237. Memorandum From the Under Secretary of State for Political Affairs (Porter) to President Nixon, Washington, June 15, 1973.1 2


June 15, 1973
NSC-U/DM 105

SUBJECT: Reexamination of the Korea Force Modernization Plan

In his memorandum to you of December 27, 1972, the Acting Chairman of the NSC Under Secretaries Committee reported that he had directed the Korea Force Modernization Steering Group to undertake a comprehensive reexamination of the Korea Force Modernization Plan. Mr. Kissinger’s memorandum of February 7 conveyed your request that the NSC Under Secretaries Committee develop policy alternatives and recommendations based on this reexamination on how to fulfill our modernization commitments to the ROKG.

The Interagency Steering Group on Korea Force Modernization has completed the required reexamination of the Korea Force Modernization Plan; results are reflected in the attached report. (The Department of Defense and Joint Chiefs of Staff have provided a modified concurrence which is appended to this memorandum.)


The Steering Group has recommended that:

The United States should continue to strive to provide a total of $1.5 billion in security assistance to the Republic of Korea, with a maximum of $1.25 billion in grant and FMS.
The emphasis in modernizing ROK forces should be shifted from ground forces to air defense. First priority should be to develop an adequate active and passive air defense capability and provide fighter aircraft in accordance with the original Plan. Provision of additional aircraft would be determined by subsequent threat developments, U.S. force deployments, possible arms limitations, etc.
Negotiations with the ROKG should commence as early as possible. Our objectives should include having the Koreans agree to increase their defense spending sufficiently to assume a greater share of their own defense responsibilities in a move toward increasing their military self-sufficiency.
We should inform the ROKG of our intent to assist in the modernization of a 16 division ground force, but should in no way pressure it to reduce the size of its forces. Should the ROKG decide that it will reduce its forces rather than bear the expense of supporting the existing larger force of 19 divisions, we should begin discussions with them on whether and how a reduction can be related to the current South-North talks.
Funding of the modernization commitment should be stretched out through FY 1977, with a steep increase in substituting FMS for Grant funds.
Every effort be made to provide excess defense articles to meet our modernization commitment.
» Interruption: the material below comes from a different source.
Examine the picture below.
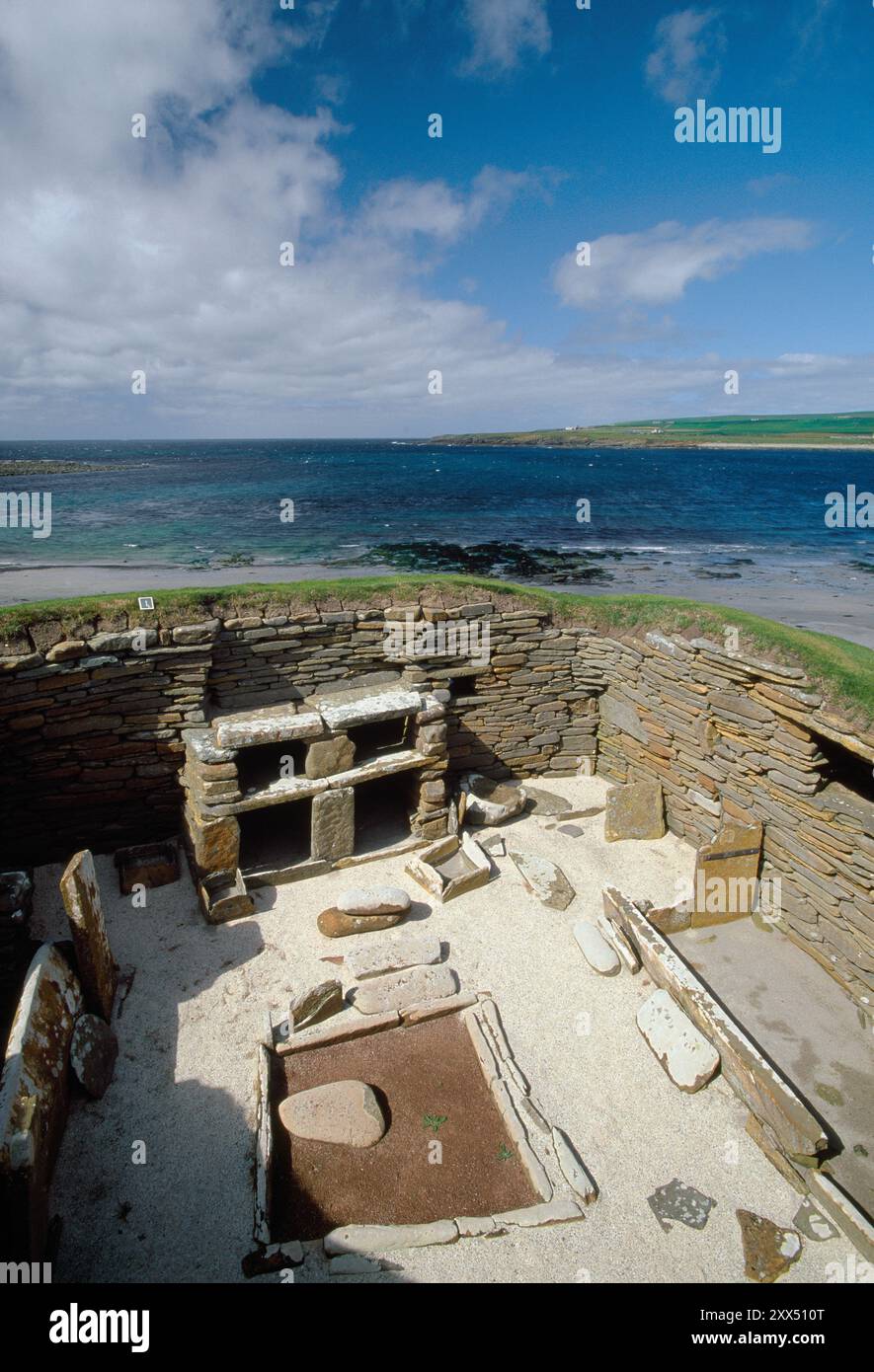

Negotiating Considerations

The Steering Group identified several difficult and sensitive problems that can be anticipated in negotiating the above with the ROKG. These include discussions related to a cut in the size of the ROK Army, which has a great deal of influence within the ROKG, and the cumulative effect of negotiating not only the above policy changes, but others relating to Korea including those dealing with the issues in NSSM 154. The Steering Group believes that all the preceding should be addressed together, and that decisions regarding negotiations related to the Korea Force Modernization Plan should be reached after consideration of all factors involved with our general policy toward Korea.


The Steering Group was unable to reach unanimous agreement on several points. These exceptions are indicated by footnotes in the report and may be summarized as follows:

  • — The Department of Defense believes that the Government of Japan should be solicited to assist in the modernization of ROK forces by providing non-lethal items of equipment.
  • — The NSC member believes that we should not tell the ROKG that the U.S. will assist in modernizing a ROK ground force of not more than 16 divisions; he believes instead that U.S. assistance for the three additional ROK divisions currently in existence should be given lowest priority.
  • — The NSC member believes that the shift from grant aid to FMS credit for Korea’s modernization requirements should be much slower than the comparatively rapid shift recommended by the Steering Group.

William J. Porter
Acting Chairman

1. Memorandum from Acting Secretary Clements.
2. Report.

  1. Source: National Archives, Nixon Presidential Materials, NSC Institutional Files (H-Files), Box H–241, NSDMs, NSDM 227, folder 6. Secret; Norforn. Attached but not published are the December 27, 1972 memorandum of U. Alexis Johnson, Acting Chairman of the NSC Under Secretaries Committee; the February 7 memorandum from Kissinger to the Chairman of the Under Secretaries Committee; and the May 31 Report of the Korea Force Modernization Interagency Steering Group. The memorandum from Clements, 13 June, and the June 13 response of the Department of Defense and the Joint Chiefs of Staff to the paper are ibid., H–68, SRG Meetings, NSSM 154, 6/15/73 [4 of 4].
  2. Porter reported on the recommendations of the Korea Force Modernization Steering Group.